Best action - do not call an unknown overseas number back, wait for the caller to contact you again to ensure it is genuine."Technical support" scam
Scammers will often purport to be from a trusted provider (often a computer company or your telecommunications provider) seeking to gain remote access to your computer to “fix” some issue, or to sell unnecessary and overpriced “support packages”. Usually, these callers are from overseas but disguise themselves by routing their call through a New Zealand phone number.
Best action - hang up and contact the company directly on their number listed in the phone book or on their website.“Government grant” scam
Calls made from someone offering free money in the form of a Government grant or similar.
Best action - hang up and contact the organisation directly on their number listed in the phone book or on their website.“Inland Revenue” scam
Calls made from someone claiming to be from the IRD, and attempting to collect payment over the phone.
Best action - hang up and contact the IRD directly on their number listed in the phone book or on their website.“Telco provider” scam
Calls made from someone claiming to be from your telecommunications provider, and attempting to collect payment over the phone on billing arrears, may be made by scammers.
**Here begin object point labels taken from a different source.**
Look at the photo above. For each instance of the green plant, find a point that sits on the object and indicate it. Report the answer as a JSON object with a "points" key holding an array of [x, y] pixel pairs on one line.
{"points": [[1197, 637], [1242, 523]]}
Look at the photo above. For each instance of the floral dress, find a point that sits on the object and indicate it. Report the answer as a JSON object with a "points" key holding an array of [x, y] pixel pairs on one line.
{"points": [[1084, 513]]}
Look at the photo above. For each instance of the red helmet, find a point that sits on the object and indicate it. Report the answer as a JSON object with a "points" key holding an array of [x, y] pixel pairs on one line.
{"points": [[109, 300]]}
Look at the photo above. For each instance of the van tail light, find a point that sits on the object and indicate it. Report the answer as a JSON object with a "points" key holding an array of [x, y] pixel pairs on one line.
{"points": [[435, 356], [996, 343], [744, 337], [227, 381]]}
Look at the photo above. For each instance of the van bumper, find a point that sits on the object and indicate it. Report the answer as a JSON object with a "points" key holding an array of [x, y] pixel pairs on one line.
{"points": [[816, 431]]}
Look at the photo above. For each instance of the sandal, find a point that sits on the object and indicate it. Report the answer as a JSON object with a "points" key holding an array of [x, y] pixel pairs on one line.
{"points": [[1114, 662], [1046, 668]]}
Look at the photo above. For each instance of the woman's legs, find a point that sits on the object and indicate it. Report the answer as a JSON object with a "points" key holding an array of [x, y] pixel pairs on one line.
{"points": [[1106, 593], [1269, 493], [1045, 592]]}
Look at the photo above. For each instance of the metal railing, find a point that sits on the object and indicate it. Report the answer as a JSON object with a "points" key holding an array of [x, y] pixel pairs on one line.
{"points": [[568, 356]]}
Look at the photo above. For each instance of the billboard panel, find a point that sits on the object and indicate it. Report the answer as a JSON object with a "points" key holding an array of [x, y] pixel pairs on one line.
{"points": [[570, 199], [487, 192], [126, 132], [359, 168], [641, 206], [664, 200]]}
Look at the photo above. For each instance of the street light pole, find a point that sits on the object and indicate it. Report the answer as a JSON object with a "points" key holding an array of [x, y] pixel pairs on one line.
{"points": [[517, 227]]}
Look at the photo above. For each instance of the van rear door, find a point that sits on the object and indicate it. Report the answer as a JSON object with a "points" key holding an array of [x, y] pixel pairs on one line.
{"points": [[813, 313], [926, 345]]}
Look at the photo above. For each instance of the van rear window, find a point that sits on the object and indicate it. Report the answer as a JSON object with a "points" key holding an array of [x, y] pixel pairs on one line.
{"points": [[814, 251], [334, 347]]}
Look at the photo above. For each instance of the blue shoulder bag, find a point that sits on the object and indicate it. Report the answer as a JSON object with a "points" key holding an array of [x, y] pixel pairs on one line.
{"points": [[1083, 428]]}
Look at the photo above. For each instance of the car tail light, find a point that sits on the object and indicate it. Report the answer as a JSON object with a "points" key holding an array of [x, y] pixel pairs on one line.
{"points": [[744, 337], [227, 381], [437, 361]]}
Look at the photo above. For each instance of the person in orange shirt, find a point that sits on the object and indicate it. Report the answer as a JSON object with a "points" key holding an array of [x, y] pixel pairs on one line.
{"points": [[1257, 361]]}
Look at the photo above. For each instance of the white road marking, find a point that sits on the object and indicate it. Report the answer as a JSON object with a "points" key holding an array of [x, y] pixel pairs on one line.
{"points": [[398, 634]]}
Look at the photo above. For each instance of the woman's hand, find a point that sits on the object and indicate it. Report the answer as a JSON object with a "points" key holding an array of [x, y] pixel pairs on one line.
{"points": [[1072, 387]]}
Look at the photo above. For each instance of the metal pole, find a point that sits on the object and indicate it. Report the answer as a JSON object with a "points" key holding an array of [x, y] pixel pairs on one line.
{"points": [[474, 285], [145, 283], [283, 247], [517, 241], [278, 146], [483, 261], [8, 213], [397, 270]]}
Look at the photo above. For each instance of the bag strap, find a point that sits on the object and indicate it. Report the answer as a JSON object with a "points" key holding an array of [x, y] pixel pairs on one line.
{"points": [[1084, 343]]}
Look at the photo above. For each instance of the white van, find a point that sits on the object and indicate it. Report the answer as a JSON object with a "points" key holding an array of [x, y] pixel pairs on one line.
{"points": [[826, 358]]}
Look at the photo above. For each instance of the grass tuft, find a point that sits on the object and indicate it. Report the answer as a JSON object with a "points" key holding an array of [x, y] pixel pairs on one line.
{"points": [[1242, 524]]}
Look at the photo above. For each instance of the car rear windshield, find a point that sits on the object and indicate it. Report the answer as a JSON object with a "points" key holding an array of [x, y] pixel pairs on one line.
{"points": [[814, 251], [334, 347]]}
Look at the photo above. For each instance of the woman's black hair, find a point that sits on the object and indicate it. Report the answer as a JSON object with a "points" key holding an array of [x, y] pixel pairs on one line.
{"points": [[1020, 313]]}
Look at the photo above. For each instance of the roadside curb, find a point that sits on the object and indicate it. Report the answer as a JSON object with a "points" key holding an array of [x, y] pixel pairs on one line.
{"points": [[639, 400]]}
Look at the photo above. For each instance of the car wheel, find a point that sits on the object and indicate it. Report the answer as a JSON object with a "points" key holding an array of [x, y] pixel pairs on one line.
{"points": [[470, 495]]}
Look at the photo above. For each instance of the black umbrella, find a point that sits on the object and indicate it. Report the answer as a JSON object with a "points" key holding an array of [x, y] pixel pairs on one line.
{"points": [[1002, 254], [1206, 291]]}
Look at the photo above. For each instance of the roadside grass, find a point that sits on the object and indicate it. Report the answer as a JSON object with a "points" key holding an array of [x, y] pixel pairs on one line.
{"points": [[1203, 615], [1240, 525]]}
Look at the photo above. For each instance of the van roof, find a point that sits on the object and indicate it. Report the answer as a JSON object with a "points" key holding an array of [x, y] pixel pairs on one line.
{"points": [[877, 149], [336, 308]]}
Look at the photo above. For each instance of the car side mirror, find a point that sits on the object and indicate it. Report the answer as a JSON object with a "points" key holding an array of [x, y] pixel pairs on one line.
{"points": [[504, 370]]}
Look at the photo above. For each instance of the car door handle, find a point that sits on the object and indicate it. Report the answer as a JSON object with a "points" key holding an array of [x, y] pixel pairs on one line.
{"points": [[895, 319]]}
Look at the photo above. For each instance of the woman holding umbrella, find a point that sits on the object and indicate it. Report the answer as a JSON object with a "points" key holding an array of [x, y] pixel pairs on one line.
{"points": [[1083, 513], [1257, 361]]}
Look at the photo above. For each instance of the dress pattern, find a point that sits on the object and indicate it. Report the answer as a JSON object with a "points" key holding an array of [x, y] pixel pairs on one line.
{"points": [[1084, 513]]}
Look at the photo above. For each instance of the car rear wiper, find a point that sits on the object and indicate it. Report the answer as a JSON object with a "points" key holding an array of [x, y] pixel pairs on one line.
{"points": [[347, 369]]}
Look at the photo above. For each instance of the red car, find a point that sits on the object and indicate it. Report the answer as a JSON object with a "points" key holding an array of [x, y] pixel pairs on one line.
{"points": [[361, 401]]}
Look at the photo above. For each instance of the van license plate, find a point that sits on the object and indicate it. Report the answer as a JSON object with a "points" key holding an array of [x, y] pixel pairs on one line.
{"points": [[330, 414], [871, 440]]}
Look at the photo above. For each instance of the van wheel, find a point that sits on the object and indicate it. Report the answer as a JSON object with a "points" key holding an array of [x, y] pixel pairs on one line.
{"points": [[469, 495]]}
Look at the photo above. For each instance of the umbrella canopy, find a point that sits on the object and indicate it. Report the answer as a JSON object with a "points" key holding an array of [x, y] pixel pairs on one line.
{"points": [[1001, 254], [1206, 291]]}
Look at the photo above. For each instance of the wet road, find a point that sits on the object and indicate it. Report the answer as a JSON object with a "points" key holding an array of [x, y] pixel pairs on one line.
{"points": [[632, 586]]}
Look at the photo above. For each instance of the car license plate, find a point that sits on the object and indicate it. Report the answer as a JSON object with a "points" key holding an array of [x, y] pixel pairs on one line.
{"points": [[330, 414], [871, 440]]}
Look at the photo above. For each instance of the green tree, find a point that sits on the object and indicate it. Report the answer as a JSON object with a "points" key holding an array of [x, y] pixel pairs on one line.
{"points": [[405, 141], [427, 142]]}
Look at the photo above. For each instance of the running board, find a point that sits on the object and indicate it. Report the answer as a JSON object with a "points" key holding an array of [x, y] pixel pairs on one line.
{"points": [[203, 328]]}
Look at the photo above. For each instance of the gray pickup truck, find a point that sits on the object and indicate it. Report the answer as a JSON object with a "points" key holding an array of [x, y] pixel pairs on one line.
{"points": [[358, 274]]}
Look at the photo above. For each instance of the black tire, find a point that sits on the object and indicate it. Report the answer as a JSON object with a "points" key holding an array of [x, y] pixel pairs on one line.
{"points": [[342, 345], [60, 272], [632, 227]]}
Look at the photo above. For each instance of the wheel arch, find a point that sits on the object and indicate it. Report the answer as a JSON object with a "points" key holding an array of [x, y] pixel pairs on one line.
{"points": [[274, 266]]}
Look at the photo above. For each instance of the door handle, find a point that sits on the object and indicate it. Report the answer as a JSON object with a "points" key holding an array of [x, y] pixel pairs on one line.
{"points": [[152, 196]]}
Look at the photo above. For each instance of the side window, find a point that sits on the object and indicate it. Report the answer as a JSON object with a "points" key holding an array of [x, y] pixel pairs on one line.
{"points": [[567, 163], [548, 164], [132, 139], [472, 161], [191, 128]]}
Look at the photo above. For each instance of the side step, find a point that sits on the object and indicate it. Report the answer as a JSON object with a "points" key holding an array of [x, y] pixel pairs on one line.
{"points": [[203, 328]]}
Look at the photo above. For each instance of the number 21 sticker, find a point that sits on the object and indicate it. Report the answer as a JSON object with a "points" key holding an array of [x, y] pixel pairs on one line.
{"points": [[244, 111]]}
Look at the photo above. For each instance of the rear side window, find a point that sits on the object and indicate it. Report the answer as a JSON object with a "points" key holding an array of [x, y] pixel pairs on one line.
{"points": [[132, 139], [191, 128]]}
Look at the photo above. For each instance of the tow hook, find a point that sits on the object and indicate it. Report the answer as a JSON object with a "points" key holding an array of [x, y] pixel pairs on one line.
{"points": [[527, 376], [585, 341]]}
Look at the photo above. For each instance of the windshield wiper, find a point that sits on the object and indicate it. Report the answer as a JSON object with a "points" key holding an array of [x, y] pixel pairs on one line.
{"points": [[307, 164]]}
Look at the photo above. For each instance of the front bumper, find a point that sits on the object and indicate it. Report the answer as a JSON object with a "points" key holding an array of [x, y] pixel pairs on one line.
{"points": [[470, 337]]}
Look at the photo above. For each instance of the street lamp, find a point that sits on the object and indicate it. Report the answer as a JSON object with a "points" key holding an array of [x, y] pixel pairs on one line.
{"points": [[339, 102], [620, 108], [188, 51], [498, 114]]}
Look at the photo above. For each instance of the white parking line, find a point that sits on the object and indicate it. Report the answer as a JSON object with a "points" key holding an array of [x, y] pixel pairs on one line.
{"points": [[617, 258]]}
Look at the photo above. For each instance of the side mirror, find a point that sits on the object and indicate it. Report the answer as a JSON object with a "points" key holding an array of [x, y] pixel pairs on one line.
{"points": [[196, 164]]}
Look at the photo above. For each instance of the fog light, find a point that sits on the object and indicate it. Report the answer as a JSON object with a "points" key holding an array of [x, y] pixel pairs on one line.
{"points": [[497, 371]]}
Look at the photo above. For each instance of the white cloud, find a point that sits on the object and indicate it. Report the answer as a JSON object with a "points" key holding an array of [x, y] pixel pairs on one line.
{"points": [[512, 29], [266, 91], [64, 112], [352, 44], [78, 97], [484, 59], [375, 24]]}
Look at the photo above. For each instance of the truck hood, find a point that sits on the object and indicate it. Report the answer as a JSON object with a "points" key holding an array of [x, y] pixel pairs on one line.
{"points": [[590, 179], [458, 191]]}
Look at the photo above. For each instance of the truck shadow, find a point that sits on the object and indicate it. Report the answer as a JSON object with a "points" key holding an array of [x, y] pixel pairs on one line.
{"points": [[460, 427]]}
Best action - hang up and contact the company directly on their number listed in the phone book or on their website.“Targeted impersonation” scam
Impersonation scams come in several guises (commonly police or community scams). The defining characteristic of these scams is that scammers will specifically target you and your friends/family members as victims. These scams may be elaborate and involve several steps in order to research and capture your personal information.
Best action – if you receive a suspicious call, do not engage with the caller, but hang up immediately and report the suspicious call to the Police.
Thorn adds that while the scams listed above are common, scams are always evolving. He suggests people check out the TCF website to keep up-to-date on phone scam information.